The only criticism I have is that this play is somewhat slow to start and feels somewhat drawn out to begin with. Also, the   full oppression of the ruling Court is not fully established and it is not immediately clear what Rosalind is fleeing from and why it is necessary for her to do so.

But once Rosalind and Celia have escaped and transformed themselves in to brother and sister Ganymede and Aliena (Jumbo and Hotten respectively) and journeyed to Arden; the action really takes off and the audience settle down to be entertained, then this production truly delivers. 

The minimalist set by Ashley Martin-Davis is brought to life with a colourfully painted floor and although the performers have little to work with, the Forest of Arden somehow comes to life. Aided superbly by Peter Rice's great sound design  and James Dey's live music in troubadour style - is a stroke of genius and really lifts the performance from good to outstanding.  

The cast have been well chosen; as each performer brings depth and style to the words and Bartholomew makes Touchstone witty rather than silly and refrains from being ridiculous to the point of absurd. He even gets the audience involved where appropriate and his outfits are sure to raise a smile from all in attendance. 

Jumbo captures Rosalind’s intensity and passion with gusto and her finale epilogue is a pleasure to watch.
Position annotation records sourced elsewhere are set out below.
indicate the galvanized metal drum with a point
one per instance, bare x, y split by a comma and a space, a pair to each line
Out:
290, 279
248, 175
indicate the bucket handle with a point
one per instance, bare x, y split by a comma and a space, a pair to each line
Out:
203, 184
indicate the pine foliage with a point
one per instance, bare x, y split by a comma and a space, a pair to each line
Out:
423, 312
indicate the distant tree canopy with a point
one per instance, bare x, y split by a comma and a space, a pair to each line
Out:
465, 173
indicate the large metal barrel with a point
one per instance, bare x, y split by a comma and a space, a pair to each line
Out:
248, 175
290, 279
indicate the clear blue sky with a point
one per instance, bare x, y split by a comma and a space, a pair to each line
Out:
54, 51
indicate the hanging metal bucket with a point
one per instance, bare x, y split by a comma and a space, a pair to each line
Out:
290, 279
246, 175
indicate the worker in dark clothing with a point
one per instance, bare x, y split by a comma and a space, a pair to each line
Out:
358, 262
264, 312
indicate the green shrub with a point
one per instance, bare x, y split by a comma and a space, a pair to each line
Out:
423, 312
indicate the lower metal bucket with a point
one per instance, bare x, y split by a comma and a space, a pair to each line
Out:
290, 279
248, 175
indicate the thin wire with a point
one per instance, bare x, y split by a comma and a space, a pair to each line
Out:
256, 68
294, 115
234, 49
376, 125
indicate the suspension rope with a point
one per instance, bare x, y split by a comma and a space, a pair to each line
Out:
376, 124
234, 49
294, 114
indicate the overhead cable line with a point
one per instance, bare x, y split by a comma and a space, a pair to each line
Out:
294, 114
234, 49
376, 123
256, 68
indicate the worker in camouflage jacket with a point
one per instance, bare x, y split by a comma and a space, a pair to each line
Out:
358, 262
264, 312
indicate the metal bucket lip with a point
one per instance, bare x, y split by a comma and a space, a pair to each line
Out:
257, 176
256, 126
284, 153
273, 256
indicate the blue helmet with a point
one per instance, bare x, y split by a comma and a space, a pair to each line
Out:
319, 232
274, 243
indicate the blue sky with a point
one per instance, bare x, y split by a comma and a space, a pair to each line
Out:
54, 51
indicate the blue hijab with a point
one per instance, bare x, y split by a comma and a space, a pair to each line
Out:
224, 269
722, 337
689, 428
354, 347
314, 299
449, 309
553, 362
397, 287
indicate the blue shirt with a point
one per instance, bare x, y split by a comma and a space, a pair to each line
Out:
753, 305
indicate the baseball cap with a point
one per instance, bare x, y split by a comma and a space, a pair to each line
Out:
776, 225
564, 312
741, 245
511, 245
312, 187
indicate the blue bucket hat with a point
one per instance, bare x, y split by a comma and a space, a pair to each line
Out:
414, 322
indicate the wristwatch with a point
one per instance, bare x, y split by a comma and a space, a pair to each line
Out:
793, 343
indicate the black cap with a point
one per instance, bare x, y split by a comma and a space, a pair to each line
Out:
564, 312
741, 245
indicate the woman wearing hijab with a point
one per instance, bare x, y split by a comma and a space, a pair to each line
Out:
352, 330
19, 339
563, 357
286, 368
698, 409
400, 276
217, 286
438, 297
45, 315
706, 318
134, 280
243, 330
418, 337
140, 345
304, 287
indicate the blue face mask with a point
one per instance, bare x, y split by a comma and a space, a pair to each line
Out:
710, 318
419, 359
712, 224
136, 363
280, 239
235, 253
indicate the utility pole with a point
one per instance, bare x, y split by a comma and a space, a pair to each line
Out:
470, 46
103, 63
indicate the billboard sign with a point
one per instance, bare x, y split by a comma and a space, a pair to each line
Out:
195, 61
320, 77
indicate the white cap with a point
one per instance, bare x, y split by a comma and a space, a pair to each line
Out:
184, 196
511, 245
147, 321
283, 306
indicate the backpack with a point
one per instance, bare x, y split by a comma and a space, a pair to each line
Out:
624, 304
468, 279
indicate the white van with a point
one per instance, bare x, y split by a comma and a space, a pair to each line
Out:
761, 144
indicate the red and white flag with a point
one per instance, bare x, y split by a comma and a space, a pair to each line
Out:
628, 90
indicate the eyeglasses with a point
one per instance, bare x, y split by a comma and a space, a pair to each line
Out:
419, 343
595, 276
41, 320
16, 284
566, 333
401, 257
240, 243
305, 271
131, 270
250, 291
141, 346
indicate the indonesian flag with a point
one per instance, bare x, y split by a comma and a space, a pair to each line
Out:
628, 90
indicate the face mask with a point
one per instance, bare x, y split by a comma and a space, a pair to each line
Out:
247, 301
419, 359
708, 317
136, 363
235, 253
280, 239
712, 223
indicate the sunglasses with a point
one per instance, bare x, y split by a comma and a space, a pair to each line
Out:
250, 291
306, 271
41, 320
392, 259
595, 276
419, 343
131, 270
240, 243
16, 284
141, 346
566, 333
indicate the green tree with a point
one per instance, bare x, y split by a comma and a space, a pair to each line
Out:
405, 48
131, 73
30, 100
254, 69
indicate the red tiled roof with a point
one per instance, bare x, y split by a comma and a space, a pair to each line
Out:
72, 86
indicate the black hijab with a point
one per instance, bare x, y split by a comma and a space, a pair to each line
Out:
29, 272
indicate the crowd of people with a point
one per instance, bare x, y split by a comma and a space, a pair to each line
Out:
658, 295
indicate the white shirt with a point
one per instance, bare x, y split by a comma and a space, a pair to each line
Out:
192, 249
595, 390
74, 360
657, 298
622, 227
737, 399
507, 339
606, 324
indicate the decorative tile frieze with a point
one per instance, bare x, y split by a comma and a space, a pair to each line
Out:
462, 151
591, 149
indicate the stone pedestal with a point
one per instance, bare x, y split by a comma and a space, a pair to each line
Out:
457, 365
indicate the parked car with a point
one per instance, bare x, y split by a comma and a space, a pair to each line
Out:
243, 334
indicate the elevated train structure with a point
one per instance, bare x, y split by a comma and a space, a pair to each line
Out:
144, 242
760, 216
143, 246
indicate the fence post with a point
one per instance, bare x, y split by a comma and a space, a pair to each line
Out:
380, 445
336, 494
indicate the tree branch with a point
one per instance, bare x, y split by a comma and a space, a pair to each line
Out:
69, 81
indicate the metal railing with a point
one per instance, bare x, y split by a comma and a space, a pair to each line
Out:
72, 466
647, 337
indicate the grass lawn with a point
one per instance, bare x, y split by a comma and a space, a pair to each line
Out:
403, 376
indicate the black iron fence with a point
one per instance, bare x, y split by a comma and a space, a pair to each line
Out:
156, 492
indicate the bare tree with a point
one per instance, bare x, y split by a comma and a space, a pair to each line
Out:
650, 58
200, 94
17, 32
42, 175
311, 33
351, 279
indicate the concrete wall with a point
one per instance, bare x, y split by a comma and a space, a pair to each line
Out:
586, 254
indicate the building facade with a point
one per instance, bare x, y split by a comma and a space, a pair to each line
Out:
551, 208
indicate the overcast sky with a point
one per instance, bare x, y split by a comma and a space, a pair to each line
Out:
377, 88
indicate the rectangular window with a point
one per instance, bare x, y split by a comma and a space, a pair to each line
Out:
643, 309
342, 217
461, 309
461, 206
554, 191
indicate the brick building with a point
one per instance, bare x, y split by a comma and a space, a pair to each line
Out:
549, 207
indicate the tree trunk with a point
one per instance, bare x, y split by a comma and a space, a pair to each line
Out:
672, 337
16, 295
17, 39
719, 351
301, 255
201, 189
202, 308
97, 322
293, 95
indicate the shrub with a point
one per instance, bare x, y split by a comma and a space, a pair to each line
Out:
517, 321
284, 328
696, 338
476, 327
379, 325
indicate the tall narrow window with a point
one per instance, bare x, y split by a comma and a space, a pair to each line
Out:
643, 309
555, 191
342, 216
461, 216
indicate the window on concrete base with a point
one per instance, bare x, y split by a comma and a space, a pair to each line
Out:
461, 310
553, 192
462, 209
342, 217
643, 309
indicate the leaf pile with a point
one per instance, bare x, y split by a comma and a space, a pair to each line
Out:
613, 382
Ben Batt’s Orlando is strong willed and infatuated with his love, Rosalind and he goes on a successful journey from head strong boy to a well rounded young man within the performance.

Finally, James Clyde portrays a truly melancholy Jaques who is so full of sorrow that his words are truly touching in places. Greg Hersov’s direction is to be largely commended as each member of the Company is given the opportunity to shine and contribute to what is a very classy production.

A Summer treat and a success then, as The Royal Exchange have taken a Shakespeare classic - mixed it up and modernised it - without losing any of the potency.